A survey — see here — by manufacturing bosses’ organisation Make UK published on 15 June indicates a big flood of job cuts in the next three months, July to September.

They report only 11.7% of firms operating at capacity; 81% vs 39% predicting further falls in output in the next three months; a quarter of firms already having decided on redundancies; and only one-third saying they won’t make redundancies in the coming months.

This week, starting 15 June, is the last time for bosses to send out the “HR1” letters required by law for large-scale redundancies if they are to take effect before the government reduces its furlough pay-outs from 80% to 60% of full pay, in August.

The driving factor here is not the lockdown as such. There was no ban on factories continuing to work during the lockdown. Some did. Nor is it the difficulty of adapting work sites for covid-distancing and PPE. In many modern factories, that is easier than in offices.

It is a collapse of orders. Aviation is in steep decline, and ripples from that go down a long supply chain. A number of big construction and investment projects have been stalled.

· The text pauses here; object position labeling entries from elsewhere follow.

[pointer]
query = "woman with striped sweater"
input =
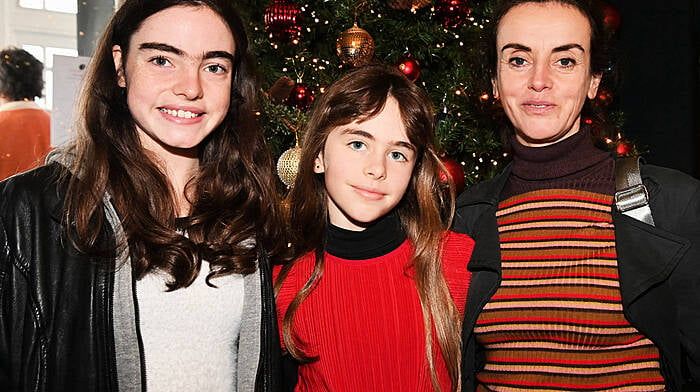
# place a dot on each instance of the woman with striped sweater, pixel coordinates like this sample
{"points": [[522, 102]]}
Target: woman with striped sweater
{"points": [[567, 293]]}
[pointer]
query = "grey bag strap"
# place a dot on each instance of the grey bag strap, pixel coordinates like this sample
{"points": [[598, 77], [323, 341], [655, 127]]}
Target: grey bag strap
{"points": [[631, 196]]}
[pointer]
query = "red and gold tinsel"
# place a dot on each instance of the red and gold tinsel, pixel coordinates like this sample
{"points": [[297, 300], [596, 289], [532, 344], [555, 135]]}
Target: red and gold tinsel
{"points": [[282, 20]]}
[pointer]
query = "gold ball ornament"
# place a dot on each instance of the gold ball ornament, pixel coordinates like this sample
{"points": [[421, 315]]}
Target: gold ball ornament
{"points": [[355, 46], [407, 4], [288, 165]]}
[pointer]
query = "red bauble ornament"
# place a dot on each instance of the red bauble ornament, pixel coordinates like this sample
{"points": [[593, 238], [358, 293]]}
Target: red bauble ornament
{"points": [[451, 13], [301, 97], [455, 171], [604, 97], [624, 148], [281, 20], [409, 67], [611, 17]]}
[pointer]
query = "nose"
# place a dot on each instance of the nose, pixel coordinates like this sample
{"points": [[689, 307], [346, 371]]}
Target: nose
{"points": [[375, 166], [188, 84], [540, 77]]}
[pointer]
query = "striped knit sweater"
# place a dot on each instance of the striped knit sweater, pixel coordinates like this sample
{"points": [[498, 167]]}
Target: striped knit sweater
{"points": [[556, 321]]}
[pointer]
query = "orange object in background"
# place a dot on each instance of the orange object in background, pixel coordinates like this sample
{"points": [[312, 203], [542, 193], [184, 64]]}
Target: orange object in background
{"points": [[24, 137]]}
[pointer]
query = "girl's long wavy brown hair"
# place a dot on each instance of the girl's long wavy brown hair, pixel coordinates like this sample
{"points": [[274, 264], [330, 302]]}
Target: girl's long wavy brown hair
{"points": [[425, 210], [234, 210]]}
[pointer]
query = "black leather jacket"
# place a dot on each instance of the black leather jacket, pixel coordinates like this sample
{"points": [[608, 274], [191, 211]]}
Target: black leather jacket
{"points": [[60, 310]]}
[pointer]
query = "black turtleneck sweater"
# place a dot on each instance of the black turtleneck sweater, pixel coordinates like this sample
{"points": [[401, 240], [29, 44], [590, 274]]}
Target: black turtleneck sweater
{"points": [[573, 163], [380, 238]]}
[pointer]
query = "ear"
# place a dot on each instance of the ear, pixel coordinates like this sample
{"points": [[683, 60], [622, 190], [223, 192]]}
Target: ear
{"points": [[593, 87], [118, 65], [319, 167]]}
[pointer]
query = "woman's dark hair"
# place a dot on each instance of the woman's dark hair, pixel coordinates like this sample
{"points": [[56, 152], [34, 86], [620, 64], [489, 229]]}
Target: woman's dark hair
{"points": [[425, 211], [603, 57], [21, 75], [234, 211]]}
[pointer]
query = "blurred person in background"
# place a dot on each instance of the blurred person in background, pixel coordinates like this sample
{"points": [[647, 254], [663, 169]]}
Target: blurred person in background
{"points": [[24, 126]]}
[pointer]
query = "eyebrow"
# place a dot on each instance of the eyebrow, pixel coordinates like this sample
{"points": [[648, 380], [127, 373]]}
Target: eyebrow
{"points": [[171, 49], [359, 132], [561, 48]]}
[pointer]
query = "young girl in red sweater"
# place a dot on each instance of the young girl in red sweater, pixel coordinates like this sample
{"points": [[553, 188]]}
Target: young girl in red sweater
{"points": [[374, 297]]}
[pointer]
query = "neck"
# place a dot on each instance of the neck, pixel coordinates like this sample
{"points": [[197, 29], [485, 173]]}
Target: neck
{"points": [[572, 163], [379, 238]]}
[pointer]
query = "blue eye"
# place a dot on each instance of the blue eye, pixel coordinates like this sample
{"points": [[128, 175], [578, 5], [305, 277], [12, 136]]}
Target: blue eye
{"points": [[160, 61], [567, 62], [357, 145], [517, 61], [215, 68], [397, 156]]}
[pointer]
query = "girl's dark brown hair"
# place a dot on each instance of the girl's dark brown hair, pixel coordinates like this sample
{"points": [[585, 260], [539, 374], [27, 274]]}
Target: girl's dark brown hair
{"points": [[424, 211], [234, 206]]}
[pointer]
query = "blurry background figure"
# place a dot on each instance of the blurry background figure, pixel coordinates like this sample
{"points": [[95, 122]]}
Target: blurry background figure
{"points": [[24, 126]]}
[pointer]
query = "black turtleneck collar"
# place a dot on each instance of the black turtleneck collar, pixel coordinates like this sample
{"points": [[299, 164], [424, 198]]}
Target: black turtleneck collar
{"points": [[561, 159], [381, 237], [572, 163]]}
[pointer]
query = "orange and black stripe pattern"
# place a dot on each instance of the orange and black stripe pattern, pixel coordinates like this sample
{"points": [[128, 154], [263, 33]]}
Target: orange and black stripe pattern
{"points": [[556, 322]]}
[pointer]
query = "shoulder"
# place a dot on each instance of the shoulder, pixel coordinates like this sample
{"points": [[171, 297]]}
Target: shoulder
{"points": [[666, 177], [457, 250], [457, 245], [39, 188], [670, 189]]}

Some have speculated that the pandemic may lead to a boom in robots. So far, anyway, however, the hardest-hit sectors in British manufacturing are the ones closest to high-technology: “machinery equipment”, “electrical equipment”, and “electronics”.

Those sectors, so the managers report, have been hit by problems with supply of components as well as by weak order books.

Retail is now restarting after the lockdown. It may be able to recover quicker than manufacturing, but it seems certain that many shops will go out of business.

Construction firms are also cutting jobs, again because of a decline in orders.

The giant food-wholesale multinational Bidfood is cutting jobs, in Australia and New Zealand at least as well as in Britain, because it was geared to supply cafés and the like.

The bosses are calling for a National Recovery Council, and the big unions in the affected sectors, such as Unite and GMB, are making almost indistinguishable calls.

The Labour front bench is saying almost nothing. Evidently Keir Starmer believes that studied moderation and letting the Tories discredit themselves is the answer.

In terms of immediate poll scores he may be right. On 12 June Ipsos Mori reported that Starmer has the best “net approval” rating (% approving minus % disapproving) of any Opposition leader since Blair in his “honeymoon” period in 1994.

But good opinion poll scores won’t save jobs. Workers’ Liberty activists in the unions and the Labour Party will be campaigning for:

• A shorter working week with no loss of pay. Shift to a standard working week of four days or 32 hours.
• Expand public service jobs: in health care, in social care, and elsewhere.
• Take the manufacturing and aviation giants declaring job cuts into public ownership, and reorganise their equipment and workforce skills towards green and socially-useful production.